On Mon, Mar 29, 2010 at 10:18 AM, Richard Weait <rich...@weait.com> wrote:

> I also meant to include an example of boundary relations working!  The
> new maxspeed map[1] shows use of the maxspeed tag.  It you look at the
> lower left of the map window, you'll see "Admin boundary hierarchy
> Toronto(6) / Ontario(4)" Pretty cool.
>
>
> [1] 
> http://maxspeed.osm.lab.rfc822.org/?zoom=16&lat=43.66352&lon=-79.39146&layers=B0T&input=maxspeed

I was going to give you a hard time about keeping this a secret, but I
see that the guy running the site just made it worldwide yesterday.

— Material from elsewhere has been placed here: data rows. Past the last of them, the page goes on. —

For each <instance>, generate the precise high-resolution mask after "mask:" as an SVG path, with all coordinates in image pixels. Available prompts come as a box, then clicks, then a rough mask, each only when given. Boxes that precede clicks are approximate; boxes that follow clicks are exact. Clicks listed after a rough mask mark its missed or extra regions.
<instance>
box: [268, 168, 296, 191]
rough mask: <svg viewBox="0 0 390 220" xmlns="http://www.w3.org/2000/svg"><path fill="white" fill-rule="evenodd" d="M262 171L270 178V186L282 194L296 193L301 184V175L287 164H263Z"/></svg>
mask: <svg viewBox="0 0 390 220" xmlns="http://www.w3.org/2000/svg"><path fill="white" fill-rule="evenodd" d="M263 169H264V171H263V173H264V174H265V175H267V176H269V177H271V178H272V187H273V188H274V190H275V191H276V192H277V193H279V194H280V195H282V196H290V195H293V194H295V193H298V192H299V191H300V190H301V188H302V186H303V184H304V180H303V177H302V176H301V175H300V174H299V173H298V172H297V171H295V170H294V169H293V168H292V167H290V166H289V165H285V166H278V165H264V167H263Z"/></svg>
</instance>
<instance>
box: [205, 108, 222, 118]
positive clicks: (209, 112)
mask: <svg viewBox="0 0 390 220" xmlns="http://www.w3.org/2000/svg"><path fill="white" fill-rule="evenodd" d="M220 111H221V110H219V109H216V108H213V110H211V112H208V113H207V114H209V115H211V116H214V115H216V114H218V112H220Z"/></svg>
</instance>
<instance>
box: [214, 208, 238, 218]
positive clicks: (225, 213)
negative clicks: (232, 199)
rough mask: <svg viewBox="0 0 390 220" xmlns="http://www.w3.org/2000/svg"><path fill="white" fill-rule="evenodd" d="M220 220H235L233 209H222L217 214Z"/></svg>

Now, how do we learn about what we are viewing, and how to make the
magic work? I did a search on maxspeed osm lab, and got a few hits to
pages talking about it, but didn't find a page describing what I'm
looking at.

I tried looking at my own local area, and get nothing but the base
map. Only Alberta is defined as a relation. I'm going to assume that
the admin relation needs to have things associated, such as a base
speed limit. For Alberta, we would probably define a max speed of 80
km/h, which is the default for the rural highway grid (which
encompasses all roads excluding highways). Do you define default speed
limits for different classes of roads.

Show me and I'll shut up... (<hee hee> like that will happen)

I might be quiet for a little bit though.

Just another thing that I know I don't know.